A study carried out by a Münster University research group questioned around 12,400 Catholics in 42 different countries.
The questions ranged from views on divorce, same-sex marriage and celibacy to whether women should be allowed to become deacons. The results could come as a surprise for some.
Same-sex marriage: Germany in favour
Over two-thirds – 70 percent – of Catholics surveyed in Germany wanted same-sex marriages to be recognized and blessed by the church.
The poll comes after a push just a few months ago from a laypeople’s organization calling on bishops to bless same-sex couples.
This puts Germany in stark contrast with Poland, southern Europe and Brazil, where the majority of those surveyed were against homosexual marriage.
Married priests and female clergy
German Catholics were more in line with those elsewhere in their views on priests.
Eighty-five per cent of those surveyed thought priests should choose whether or not to remain celibate. This figure was similar in most other countries, excluding Poland and southern Europe.
Even among those Catholics who were fundamentally in favour of celibacy, a quarter thought priests should have the choice whether or not to follow this lifestyle.

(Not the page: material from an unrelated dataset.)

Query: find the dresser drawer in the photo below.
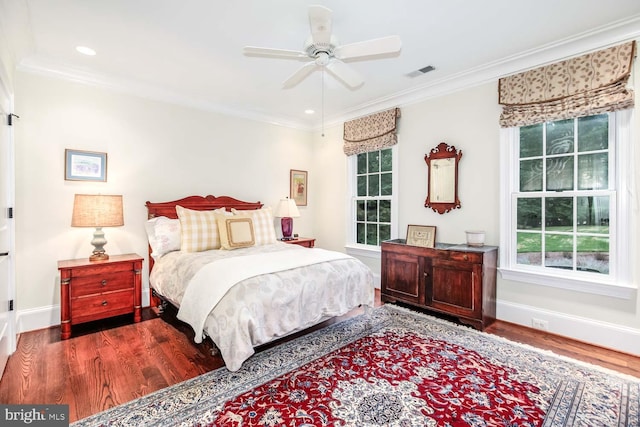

The vast majority of Catholics in Germany were also in favour of female deacons, with 87 per cent stating that women should be allowed to take on this role.
In the Catholic Church, deacons assist bishops, and have numerous roles including teaching and distribution of food. But the role is still not equivalent to that of a priest.
Are remarried divorcees living in sin?
Only around 10 percent of the 7,900 Catholics surveyed in Germany thought divorcees who remarried should be excluded from communion – a subject currently under debate in the Vatican.
Catholic teaching states that divorcees who remarry without having had their first marriage annulled are living in sin, making them ineligible for communion.
However, Pope Francis has begun a high-level debate about whether this can be altered – and in December last year, the head of the German Bishops’ Conference announced that German bishops were in favour of allowing remarried divorcees to receive communion under certain conditions.
According to this latest study, around 90 per cent of Catholics in Germany agree.
A ‘black and white’ church
Almost 80 per cent of those interviewed in Germany said they attend church more than once a month.
Yet according to those leading the survey, the Catholics questioned saw the church as “black and white” and unworldly when it comes to making judgments.
However, many appreciated Pope Francis’ efforts to adapt certain aspects of religious teaching and theology.
Since his selection in 2013, Pope Francis has made moves to challenge numerous areas within the Catholic Church.
From criticizing the church for its “obsession” with same-sex marriage, birth control and abortion to pushing for greater action on climate change, the Argentinean has divided opinion both within and outside of the church.
The questions asked by Münster researchers in this new study were based on a questionnaire that Pope Francis himself sent to bishops worldwide ahead of last autumn’s Synod on the Family.